Rich Hickey on Clojure

In this podcast about the Clojure language, the special guest is Rich Hickey who is the creator of Clojure, who told us from his perspective all the tools and utilities that Clojure has. In my previous posts, I commented on the simplicity that Clojure has, which is  practical and its syntax is easy. Relate as Rick Hickey mentions it makes the language easier than you are used to, if I had used Clojure in the beginning, it would be different and Java would be the one that would make me difficult, it is logical that everything new costs at the beginning but over time you get used to it.


Clojure is a functional programming language, which I mean is that the variables have no state, there are no changes in them over time and are immutable, the values can not be changed during execution.

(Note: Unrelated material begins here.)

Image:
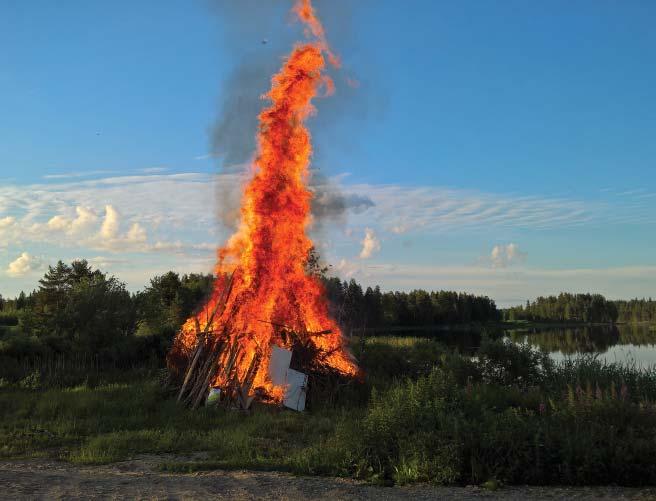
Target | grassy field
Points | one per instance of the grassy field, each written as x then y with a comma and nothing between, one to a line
423,414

Rich mentions to us that Clojure presents maps and vectors to Lisp, that only uses lists, really did not know that data.



Why use Clojure?


Some Clojure features:
The transactional software memory (STM)
Persistent immutable data structures
Interactive programming through a read-eval-print loop (REPL)
Strong integration of JVM by compiling to bytecode
Simple Java API calls
When using Clojure, you realize that you actually use fewer parentheses than some other languages like JAVA, that everything has an order, just like its syntax is simple, that can be transformed into data through macros and offers us tools for the concurrence


Clojure for me and in these 2 months that he was using, at the time of programming I have a very practical language, because it is very well structured, just like the way our teacher taught us, but is a very dynamic language.